Pagina:Boccaccio - Fiammetta di Giovanni Boccaccio corretta sui testi a penna, 1829.djvu/30

Ma che? Le preterite cose mal fatte, si possono molto più agevolmente biasimare che emendare. Io fui pur presa, sì come è detto; e qualunque si fosse quella o infernal furia, o inimica fortuna che alla mia casta felicità invidia portasse, ad essa insidiando, questo dì con speranza d’infallibile vittoria si potè rallegrare.
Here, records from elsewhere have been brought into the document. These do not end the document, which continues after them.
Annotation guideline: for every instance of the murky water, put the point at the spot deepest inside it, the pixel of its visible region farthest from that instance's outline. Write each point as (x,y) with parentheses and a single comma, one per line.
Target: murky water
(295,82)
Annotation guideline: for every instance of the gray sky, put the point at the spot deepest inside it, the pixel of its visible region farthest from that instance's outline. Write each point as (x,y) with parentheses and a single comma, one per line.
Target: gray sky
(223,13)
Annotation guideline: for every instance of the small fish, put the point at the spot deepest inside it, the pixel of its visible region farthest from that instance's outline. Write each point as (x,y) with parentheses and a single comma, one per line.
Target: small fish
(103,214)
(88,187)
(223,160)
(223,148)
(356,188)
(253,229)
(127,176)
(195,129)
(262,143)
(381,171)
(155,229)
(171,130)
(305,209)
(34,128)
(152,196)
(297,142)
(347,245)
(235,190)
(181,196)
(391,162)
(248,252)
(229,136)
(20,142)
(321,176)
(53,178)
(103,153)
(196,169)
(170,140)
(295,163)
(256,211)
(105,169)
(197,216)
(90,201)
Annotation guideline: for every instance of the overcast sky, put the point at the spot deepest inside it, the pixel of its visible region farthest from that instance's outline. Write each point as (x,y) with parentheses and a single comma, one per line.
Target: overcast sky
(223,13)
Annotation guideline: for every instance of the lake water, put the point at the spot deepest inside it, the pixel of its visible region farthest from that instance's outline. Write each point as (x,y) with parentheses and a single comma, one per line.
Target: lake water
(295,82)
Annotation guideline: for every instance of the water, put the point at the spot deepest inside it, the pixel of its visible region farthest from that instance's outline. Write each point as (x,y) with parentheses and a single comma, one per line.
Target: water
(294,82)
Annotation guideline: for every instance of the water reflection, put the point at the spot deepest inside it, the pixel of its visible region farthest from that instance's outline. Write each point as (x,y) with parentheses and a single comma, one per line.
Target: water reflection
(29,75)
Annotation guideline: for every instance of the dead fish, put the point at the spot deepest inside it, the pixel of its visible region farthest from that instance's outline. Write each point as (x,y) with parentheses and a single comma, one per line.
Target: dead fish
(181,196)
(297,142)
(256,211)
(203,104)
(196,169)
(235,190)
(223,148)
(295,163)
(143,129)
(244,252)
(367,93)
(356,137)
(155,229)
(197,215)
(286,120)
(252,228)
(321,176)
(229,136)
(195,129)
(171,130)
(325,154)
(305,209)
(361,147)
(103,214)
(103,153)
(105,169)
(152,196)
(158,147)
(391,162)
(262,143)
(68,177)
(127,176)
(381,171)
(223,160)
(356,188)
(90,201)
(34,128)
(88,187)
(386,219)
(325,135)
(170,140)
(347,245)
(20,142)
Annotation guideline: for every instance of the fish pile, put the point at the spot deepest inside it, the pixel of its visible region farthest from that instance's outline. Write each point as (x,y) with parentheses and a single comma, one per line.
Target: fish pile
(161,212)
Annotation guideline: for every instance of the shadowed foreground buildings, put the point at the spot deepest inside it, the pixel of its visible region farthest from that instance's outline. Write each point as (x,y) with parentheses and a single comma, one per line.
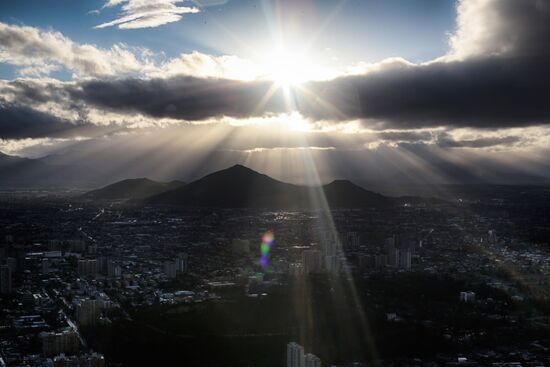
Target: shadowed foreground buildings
(417,282)
(295,357)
Soppresa adunque dalla passione nuova, quasi attonita e di me fuori, sedeva infra le donne, e li sacri oficii, appena da me uditi non che intesi, passare lasciava, e similemente delle mie compagne li ragionamenti diversi. E sì tutta la mente avea il nuovo e sùbito amore occupata, che, o con gli occhi o col pensiero sempre l’amato giovine riguardava, e quasi con meco medesima non sapeva qual fine di sì fervente disio io mi chiedessi. Oh quante volte, disiderosa di vederlomi più vicino, biasimai io il suo dimorare agli altri di dietro, quello tiepidezza estimando, che egli usava a cautela! E già mi noiavano i giovini a lui stanti dinanzi, de’ quali mentre io fra loro alcuna volta il mio intendimento mirava, alcuni, credendosi che in loro il mio riguardare terminasse, si credettero forse da me essere amati. Ma, mentre che in cotali termini stavano li miei pensieri, si finì l’oficio solenne, e già per partirsi erano le mie compagne levate, quando io, rivocata l’anima, che d’intorno alla imagine del piaciuto giovine andava vagando, il conobbi. Levata adunque con l’altre, e a lui gli occhi rivolti, quasi negli atti suoi vidi quello che io ne’ miei a lui m’apparecchiava di dimostrare, e mostrai, cioè che il partire mi doleva. Ma pure, dopo alcuno sospiro, ignorando chi elli si fosse, mi dipartii.